Seeing the conversations around this topic in the post Most Western Parties Are Ossified and Failures I thought some folks might find value in this organizing guide created by USU. It draws from numerous articles they’ve written about organizing ML orgs from the ground up.
All I can say is, I’m not trying to imply the opposite, that they have no fundamental problems. What I take issue with is sweeping proclamations. I know some things are broad some of the time, but I’d argue for something as serious as an assessment of a broad spectrum of parties across up to a century and numerous countries needs far more nuance and investigation than a couple of sentences worth of a vaguely applied principle. I made a specific point to emphasize “in this thread” because I don’t think your original thread was being reductionist; I think it was digging into detail more so, and I don’t expect academic paper length stuff on Lemmygrad just to have a discussion about these things. My criticism here was specifically about reducing it to the principle of “they haven’t tried or succeeded at a revolution.” I also think it’s worth nothing here, the meaning of “tried” may need clarity. If a party has never “tried” in the sense that it never even did anything in the direction of revolutionary work, I’d agree it’s a clear failure. But if “tried” only means “made a direct attempt on the state with force”, that’s a different meaning.
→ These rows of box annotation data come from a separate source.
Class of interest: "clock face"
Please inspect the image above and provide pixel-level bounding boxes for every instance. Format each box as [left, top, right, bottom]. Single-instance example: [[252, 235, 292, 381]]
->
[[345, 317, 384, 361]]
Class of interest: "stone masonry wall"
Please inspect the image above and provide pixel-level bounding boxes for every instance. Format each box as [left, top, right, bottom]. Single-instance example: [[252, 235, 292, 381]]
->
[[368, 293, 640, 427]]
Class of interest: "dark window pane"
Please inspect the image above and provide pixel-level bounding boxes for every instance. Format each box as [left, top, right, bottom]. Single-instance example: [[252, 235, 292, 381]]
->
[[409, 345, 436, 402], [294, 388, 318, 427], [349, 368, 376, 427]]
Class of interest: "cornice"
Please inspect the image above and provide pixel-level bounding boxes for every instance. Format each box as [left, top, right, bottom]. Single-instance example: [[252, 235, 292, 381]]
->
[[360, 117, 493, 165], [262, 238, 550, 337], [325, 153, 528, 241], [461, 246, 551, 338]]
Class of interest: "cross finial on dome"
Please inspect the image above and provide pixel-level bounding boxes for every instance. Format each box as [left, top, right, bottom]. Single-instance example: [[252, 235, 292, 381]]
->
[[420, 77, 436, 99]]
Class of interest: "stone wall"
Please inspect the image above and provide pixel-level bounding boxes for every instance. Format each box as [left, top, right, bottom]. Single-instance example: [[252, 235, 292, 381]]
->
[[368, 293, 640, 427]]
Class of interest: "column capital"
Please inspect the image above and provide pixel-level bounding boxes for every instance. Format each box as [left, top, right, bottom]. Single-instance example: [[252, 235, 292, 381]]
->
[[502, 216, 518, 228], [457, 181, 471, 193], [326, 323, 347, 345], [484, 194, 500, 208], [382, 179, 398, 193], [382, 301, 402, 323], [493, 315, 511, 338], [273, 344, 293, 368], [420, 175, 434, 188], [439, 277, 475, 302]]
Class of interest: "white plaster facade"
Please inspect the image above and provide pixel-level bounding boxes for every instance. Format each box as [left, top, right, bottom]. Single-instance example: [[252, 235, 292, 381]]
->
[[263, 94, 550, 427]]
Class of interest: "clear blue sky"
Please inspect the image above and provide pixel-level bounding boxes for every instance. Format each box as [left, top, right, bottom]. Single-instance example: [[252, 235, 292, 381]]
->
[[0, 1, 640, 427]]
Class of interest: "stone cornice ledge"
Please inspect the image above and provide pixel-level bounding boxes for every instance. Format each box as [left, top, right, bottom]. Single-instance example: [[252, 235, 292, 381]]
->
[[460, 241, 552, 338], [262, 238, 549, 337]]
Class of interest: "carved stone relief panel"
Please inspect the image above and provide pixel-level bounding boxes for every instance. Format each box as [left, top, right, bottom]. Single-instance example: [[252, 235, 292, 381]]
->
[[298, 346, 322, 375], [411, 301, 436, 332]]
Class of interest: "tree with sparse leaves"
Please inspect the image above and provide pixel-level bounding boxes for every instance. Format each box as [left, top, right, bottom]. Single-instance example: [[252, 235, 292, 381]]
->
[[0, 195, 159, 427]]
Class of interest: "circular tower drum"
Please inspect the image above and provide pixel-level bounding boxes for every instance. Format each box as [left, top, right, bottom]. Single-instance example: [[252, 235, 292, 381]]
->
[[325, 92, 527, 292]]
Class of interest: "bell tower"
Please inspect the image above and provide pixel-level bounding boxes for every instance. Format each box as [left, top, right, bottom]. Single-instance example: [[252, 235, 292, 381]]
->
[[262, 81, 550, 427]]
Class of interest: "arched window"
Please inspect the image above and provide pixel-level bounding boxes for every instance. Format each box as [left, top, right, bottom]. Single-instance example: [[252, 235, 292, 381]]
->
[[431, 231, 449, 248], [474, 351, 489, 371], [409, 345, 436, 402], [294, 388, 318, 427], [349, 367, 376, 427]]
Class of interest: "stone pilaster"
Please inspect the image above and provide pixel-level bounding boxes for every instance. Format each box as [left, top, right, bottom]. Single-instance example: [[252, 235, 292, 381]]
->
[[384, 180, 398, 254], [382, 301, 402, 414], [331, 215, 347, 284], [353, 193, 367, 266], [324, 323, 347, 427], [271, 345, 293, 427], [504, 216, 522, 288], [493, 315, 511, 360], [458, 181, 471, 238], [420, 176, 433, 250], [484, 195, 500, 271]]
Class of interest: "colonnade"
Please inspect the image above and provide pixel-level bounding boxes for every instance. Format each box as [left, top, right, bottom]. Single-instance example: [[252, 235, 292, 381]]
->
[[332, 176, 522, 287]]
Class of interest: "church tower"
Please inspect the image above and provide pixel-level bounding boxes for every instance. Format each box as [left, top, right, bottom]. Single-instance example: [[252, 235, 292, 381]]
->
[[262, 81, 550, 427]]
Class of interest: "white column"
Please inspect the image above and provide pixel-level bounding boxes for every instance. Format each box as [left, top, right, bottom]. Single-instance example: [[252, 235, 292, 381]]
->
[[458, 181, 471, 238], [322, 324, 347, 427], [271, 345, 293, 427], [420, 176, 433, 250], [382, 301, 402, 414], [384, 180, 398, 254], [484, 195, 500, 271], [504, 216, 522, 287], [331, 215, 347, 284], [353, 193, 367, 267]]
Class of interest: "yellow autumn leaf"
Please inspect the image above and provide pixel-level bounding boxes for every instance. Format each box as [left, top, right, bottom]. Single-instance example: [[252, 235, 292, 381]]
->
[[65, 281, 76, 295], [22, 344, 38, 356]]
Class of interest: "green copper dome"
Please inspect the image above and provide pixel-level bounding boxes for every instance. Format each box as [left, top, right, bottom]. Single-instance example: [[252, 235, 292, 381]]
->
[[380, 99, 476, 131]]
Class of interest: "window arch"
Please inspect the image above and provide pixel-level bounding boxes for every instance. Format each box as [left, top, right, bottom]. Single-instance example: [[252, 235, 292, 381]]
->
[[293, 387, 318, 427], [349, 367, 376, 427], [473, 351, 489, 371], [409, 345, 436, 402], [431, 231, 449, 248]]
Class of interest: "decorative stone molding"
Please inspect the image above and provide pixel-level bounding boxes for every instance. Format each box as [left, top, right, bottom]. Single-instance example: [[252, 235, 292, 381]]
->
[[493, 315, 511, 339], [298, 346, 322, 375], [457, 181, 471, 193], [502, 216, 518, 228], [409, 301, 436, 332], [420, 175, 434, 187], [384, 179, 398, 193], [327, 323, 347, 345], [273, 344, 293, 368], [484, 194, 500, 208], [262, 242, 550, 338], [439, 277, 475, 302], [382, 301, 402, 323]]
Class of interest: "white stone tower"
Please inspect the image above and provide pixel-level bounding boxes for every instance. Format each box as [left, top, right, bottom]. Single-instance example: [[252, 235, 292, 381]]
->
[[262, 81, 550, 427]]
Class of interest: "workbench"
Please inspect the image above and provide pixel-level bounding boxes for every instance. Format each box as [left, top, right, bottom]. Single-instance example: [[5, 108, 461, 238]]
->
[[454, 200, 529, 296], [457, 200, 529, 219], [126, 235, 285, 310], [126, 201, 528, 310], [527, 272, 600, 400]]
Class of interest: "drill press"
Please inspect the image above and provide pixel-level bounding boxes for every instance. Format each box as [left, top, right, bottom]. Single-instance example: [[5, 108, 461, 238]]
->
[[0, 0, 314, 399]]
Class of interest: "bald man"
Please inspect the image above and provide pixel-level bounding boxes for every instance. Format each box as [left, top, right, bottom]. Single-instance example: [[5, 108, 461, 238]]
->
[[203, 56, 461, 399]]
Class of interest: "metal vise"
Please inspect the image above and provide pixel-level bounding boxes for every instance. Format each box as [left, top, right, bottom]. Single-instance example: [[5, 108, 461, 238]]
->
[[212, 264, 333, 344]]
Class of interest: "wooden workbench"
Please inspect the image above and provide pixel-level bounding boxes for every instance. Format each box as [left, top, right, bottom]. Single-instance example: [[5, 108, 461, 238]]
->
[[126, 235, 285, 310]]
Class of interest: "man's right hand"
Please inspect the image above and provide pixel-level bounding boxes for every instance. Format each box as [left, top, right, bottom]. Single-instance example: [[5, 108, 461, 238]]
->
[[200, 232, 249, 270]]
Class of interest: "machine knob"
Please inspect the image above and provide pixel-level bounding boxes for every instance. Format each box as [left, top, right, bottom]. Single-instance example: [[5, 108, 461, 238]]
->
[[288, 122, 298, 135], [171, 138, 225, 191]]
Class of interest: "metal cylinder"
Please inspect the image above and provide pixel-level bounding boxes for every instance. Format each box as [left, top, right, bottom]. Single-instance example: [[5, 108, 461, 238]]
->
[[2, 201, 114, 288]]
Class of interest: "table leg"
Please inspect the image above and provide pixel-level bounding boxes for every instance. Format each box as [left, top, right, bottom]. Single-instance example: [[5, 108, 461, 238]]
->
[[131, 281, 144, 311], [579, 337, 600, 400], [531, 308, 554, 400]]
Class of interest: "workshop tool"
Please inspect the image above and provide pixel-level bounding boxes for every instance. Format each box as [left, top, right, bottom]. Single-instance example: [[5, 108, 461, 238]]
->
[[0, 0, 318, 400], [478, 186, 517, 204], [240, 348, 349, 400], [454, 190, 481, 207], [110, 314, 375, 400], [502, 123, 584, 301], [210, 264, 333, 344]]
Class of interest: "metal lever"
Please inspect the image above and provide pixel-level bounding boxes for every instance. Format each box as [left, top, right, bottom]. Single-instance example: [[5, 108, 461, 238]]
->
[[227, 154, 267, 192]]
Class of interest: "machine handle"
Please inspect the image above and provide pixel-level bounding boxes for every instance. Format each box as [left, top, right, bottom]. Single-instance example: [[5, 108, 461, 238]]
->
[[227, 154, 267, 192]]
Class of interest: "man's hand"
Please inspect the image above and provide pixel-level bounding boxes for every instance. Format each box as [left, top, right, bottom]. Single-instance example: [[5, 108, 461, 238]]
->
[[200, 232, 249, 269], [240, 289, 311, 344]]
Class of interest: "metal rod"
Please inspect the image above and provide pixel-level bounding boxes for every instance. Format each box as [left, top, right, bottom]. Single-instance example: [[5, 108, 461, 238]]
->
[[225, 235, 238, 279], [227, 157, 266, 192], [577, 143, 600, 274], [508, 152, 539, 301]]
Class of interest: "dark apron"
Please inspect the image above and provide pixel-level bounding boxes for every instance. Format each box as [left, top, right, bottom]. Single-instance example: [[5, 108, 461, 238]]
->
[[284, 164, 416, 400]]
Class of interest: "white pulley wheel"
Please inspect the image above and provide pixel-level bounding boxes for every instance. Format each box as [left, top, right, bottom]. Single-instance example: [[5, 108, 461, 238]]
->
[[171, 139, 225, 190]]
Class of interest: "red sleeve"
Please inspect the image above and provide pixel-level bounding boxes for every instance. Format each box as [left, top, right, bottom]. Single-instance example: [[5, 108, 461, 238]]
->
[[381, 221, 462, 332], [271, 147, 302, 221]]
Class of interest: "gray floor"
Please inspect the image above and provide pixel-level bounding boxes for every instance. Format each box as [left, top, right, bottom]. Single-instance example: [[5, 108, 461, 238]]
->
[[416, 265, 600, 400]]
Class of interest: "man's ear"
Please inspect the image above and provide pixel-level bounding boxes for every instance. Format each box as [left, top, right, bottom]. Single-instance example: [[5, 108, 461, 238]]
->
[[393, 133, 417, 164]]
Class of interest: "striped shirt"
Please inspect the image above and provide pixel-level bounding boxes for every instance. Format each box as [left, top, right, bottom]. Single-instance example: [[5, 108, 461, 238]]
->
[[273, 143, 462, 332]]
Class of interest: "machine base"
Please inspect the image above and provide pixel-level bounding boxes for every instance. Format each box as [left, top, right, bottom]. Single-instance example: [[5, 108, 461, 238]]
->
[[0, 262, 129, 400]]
I know this kind of linguistics stuff can be annoying to some, so I get kind of self conscious at times about even calling attention to it, but nevertheless, I think it matters for something as weighty as an assessment of so many parties over such a long period of time. For example, some people can read “failure” and extrapolate from that as “throw the whole thing out, it has no value in it”, which is a different takeaway from “it’s intractable as a vehicle for forming a dictatorship of the proletariat, but might be useful in other ways.” Still others might read it as a moral thing, like “failure” is something to be taken personally or dismissively, as ignoring what else happened with it that could be considered beneficial in some regards but fell short of revolution, and that last one seems to be the cause of some contention in this thread.